For POAG, however, where the site of the main resistance to aqueous drainage is thought to be microscopic blockage in the juxtacanalicular trabecular meshwork, it is less clear why cataract surgery is beneficial in lowering IOP. A number of mechanisms has been suggested, including reduction of glycosaminoglycan deposition in the trabecular meshwork due to higher fluid flow rates;  inflammation induced morphologic changes in the trabecular meshwork akin to the effects of laser trabeculoplasty;  remodeling of the trabecular endothelium secondary to ultrasonic vibrations;  and alterations in the blood-aqueous barrier.  Increased posterior zonular traction due to cataract surgery (whether due to lens removal alone or other technical aspects like small capsulorhexis) has been postulated to improve patency of the trabecular meshwork and result in lower IOP. ,,, Yang et al. studied a group of 999 patients and performed a battery of diagnostic tests including AS-OCT during the cataract surgery, optical biometry, and ultrasonic biomicroscopy. Measurements like changes in anterior chamber depth, angle opening distance, anterior chamber area, and lens thickness were better predictors of IOP change than was preoperative IOP.  These results suggest that changes in anterior chamber architecture may be just as important in effecting IOP change in POAG patients as in CACG patients.

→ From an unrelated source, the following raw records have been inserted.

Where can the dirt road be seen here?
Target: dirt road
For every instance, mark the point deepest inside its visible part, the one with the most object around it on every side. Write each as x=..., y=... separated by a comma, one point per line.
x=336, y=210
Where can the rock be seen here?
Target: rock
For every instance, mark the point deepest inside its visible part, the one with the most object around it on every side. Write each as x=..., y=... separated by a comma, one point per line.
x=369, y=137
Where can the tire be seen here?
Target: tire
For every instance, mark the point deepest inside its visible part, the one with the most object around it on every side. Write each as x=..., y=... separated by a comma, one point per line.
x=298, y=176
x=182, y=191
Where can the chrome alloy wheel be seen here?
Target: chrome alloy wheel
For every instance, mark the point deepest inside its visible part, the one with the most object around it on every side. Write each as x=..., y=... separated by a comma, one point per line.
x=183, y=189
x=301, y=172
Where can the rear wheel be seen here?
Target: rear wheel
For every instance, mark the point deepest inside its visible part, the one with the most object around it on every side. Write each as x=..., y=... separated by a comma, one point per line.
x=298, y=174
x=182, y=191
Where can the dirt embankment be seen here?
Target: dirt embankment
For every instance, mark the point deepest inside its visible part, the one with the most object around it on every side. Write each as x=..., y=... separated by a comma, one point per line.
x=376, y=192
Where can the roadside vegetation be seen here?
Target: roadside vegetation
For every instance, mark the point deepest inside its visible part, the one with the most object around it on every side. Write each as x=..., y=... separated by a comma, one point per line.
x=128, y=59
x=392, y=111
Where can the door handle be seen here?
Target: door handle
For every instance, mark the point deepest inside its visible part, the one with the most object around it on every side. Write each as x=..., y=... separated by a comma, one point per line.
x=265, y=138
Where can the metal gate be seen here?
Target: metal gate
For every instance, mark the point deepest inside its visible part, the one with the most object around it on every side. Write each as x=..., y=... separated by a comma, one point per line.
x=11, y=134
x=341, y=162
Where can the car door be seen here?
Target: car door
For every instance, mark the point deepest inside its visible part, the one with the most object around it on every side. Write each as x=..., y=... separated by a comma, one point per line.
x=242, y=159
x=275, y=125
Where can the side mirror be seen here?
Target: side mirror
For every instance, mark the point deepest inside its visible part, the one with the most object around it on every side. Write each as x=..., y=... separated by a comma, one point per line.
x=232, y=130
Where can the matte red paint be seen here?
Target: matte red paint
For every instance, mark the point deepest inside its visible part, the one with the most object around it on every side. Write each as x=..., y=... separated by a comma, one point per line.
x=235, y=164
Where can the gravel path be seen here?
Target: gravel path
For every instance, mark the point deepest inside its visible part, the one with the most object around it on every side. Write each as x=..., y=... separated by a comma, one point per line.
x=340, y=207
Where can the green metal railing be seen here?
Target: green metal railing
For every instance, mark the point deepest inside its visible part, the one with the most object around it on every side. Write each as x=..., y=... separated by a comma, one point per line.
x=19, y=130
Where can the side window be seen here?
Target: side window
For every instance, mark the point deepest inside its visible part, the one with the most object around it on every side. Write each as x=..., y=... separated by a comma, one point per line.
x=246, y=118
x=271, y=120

Cataract Surgery and The Diagnostic Management of Glaucoma
Cataract extraction greatly enhances the practitioner's ability to diagnose and follow glaucomatous progression by improving visibility and has the added benefit of improved visual acuity for the patient. Fundoscopic examination of the optic nerve, OCT, and stereoscopic disc photos are more accurate after cataract removal. Kim et al. found that the presence of a cataract significantly affects measurements of both spectral domain-OCT (SD-OCT) and time domain-OCT (TD-OCT). Specifically, patients evaluated by SD-OCT were measured to have increased retinal nerve fiber layer thickness after cataract surgery as well as changes in signal strength values.  In addition, clinical perimetry is improved by more reliable patient performance and the elimination of lens-induced artifacts.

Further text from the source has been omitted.